‘Manipulados’. “Não acho que o Facebook nos oiça ou veja, mas acaba por saber tudo”

Em ‘Manipulados’, as jornalistas Cecilia Kang e Sheera Frenkel, do New York Times, dão a conhecer o lado obscuro do Facebook. Kang explica que a rede social “é uma agência de publicidade que vigia os utilizadores”.

“Eu e a minha co-autora decidimos, pouco depois de termos publicado uma investigação sobre o tema para o New York Times, avançar com este livro. Isto foi em novembro de 2018. Tivemos uma resposta tremenda dos leitores, com a reportagem, porque essa história levou-os até ao interior da companhia. Que, como sabemos, tem muitos segredos”, começa por explicar Cecilia Kang, autora, juntamente com Sheera Frenkel, de Manipulados – A verdade sobre a guerra do Facebook pelo poder absoluto (ed. Objectiva).

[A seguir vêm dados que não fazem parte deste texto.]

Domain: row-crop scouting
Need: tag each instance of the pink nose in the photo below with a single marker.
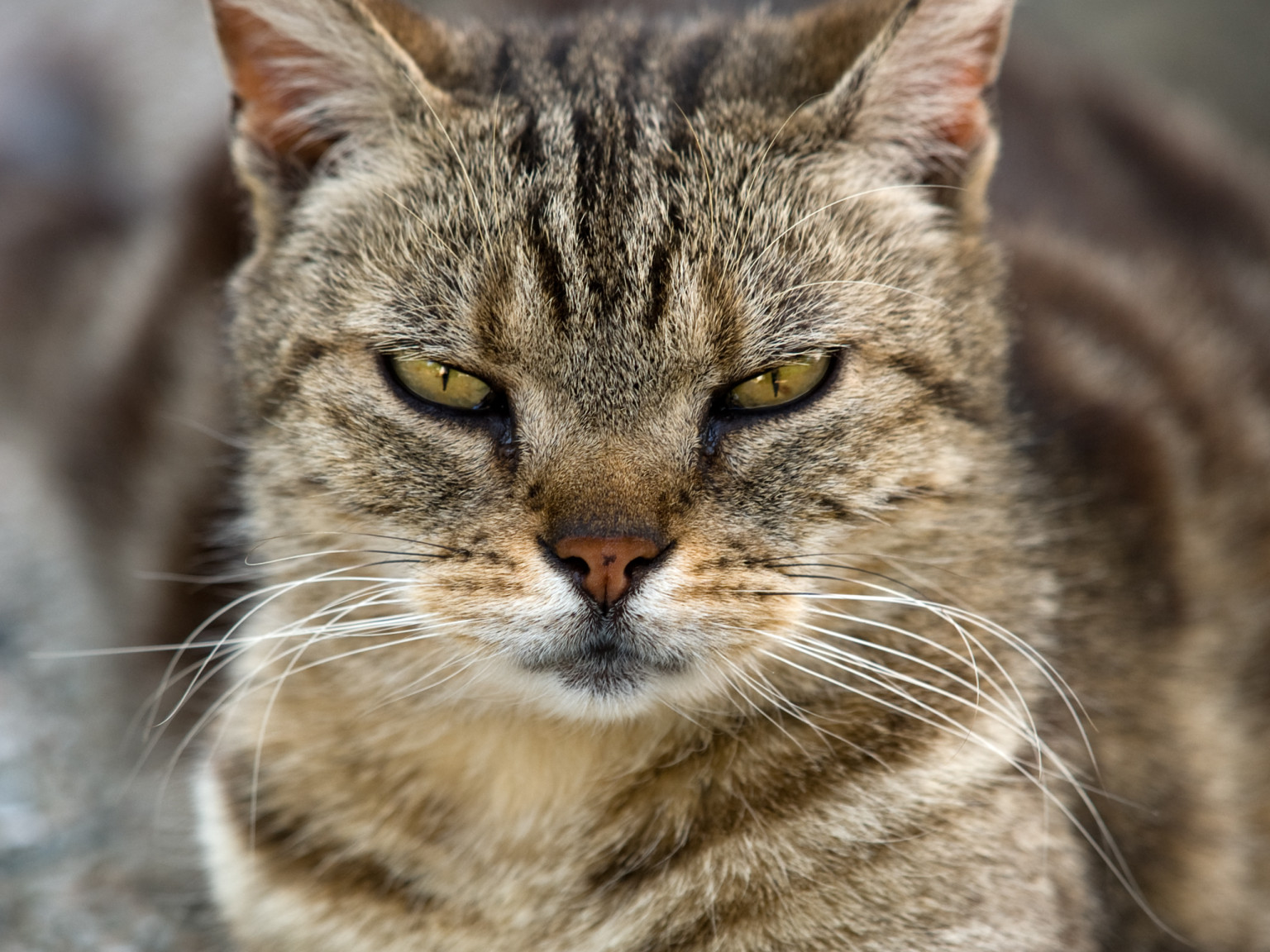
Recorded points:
(604, 565)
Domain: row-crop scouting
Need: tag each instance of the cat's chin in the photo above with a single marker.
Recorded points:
(606, 674)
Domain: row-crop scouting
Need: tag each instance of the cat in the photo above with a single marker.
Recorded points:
(682, 525)
(654, 552)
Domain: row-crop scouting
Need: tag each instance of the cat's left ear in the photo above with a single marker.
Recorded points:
(916, 97)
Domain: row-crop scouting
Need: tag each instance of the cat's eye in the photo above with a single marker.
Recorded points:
(780, 385)
(442, 383)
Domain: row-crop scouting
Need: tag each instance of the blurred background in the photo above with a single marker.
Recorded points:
(1215, 52)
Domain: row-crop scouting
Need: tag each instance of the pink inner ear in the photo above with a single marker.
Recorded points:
(272, 76)
(967, 126)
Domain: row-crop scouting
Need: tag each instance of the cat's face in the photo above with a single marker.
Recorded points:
(614, 523)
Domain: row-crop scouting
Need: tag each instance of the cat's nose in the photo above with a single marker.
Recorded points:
(604, 565)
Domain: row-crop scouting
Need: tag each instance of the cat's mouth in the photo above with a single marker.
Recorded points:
(607, 656)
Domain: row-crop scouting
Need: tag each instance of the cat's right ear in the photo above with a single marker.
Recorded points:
(310, 75)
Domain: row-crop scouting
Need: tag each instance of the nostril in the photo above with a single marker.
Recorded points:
(635, 565)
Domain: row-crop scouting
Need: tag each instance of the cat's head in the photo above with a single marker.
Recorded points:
(585, 334)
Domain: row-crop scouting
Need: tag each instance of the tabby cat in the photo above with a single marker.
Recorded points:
(668, 536)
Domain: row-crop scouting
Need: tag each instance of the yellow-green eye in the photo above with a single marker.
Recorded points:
(780, 385)
(441, 383)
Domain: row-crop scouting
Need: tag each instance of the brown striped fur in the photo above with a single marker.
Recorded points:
(1061, 428)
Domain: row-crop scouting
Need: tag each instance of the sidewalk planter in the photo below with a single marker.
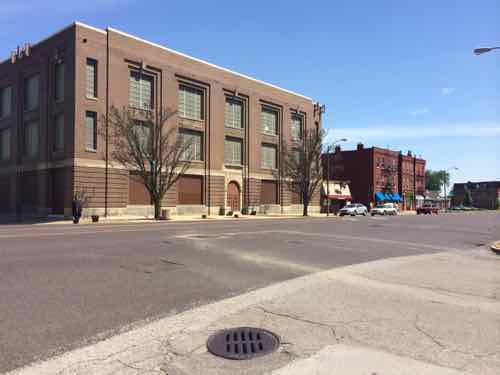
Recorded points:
(495, 247)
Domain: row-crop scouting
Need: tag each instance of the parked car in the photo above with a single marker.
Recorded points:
(384, 209)
(461, 207)
(428, 209)
(354, 209)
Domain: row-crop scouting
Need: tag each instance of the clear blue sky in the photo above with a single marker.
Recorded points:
(391, 73)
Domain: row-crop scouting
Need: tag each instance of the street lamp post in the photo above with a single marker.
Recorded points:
(444, 186)
(480, 51)
(329, 148)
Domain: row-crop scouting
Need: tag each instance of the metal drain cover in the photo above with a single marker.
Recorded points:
(242, 343)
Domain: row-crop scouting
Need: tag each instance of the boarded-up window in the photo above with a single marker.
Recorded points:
(232, 151)
(269, 192)
(193, 143)
(141, 91)
(190, 102)
(59, 132)
(5, 101)
(190, 190)
(59, 82)
(269, 121)
(143, 141)
(91, 130)
(5, 144)
(31, 92)
(91, 81)
(137, 192)
(233, 117)
(268, 156)
(31, 139)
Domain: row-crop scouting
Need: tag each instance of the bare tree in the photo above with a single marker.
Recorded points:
(301, 165)
(143, 143)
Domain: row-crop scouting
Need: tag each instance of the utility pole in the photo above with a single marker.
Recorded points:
(444, 184)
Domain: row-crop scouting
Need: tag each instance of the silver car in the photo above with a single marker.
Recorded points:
(354, 209)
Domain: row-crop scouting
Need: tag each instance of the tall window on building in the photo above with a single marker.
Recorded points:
(59, 82)
(5, 101)
(296, 127)
(190, 102)
(32, 93)
(141, 90)
(234, 113)
(269, 121)
(31, 139)
(4, 144)
(193, 142)
(91, 131)
(91, 79)
(59, 132)
(233, 150)
(268, 156)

“Apercebemo-nos de que tínhamos muito mais para dizer, havia imenso material que tinha ficado de lado mas, também, estávamos tão curiosas que queríamos responder a uma pergunta: ‘Porque é que o Facebook, regularmente, segue este padrão de se ver envolvido numa grande crise ou escândalo e, depois, pede desculpa, promete fazer melhor e repete o mesmo?’. É um ciclo e percebemos que tinha de haver mais a acontecer com o negócio e as motivações dos líderes”, adianta a jornalista que escreve para o New York Times desde 2015. Um ano absolutamente decisivo para o desenvolvimento desta obra que acaba de ser publicada.

“Foi quando uma mulher deixou de responder às mensagens de um engenheiro do Facebook: achámos que era uma ótima forma de o livro arrancar porque mostra a quantidade de informação que a plataforma tem sobre os utilizadores e o modo como abusa dela e não respeita a privacidade de todos nós”, esclarece a especialista em tecnologia e política regulatória, que foi repórter do Washington Post durante uma década.

“Aquilo que aconteceu foi que, nesse ano, mas durante muitos mais, os engenheiros tinham tanto poder – ainda mais do que hoje – e estavam no topo da hierarquia da empresa. Uma coisa que Mark Zuckerberg encorajava era que os funcionários tivessem acesso às contas e informações dos utilizadores para que percebessem aquilo que queriam e criassem novas ferramentas, novos produtos e entendessem como se usava a rede social”, clarifica, reconhecendo, porém, que o cérebro por detrás da rede social poderia não saber até que ponto os engenheiros “se aproveitavam deste acesso”.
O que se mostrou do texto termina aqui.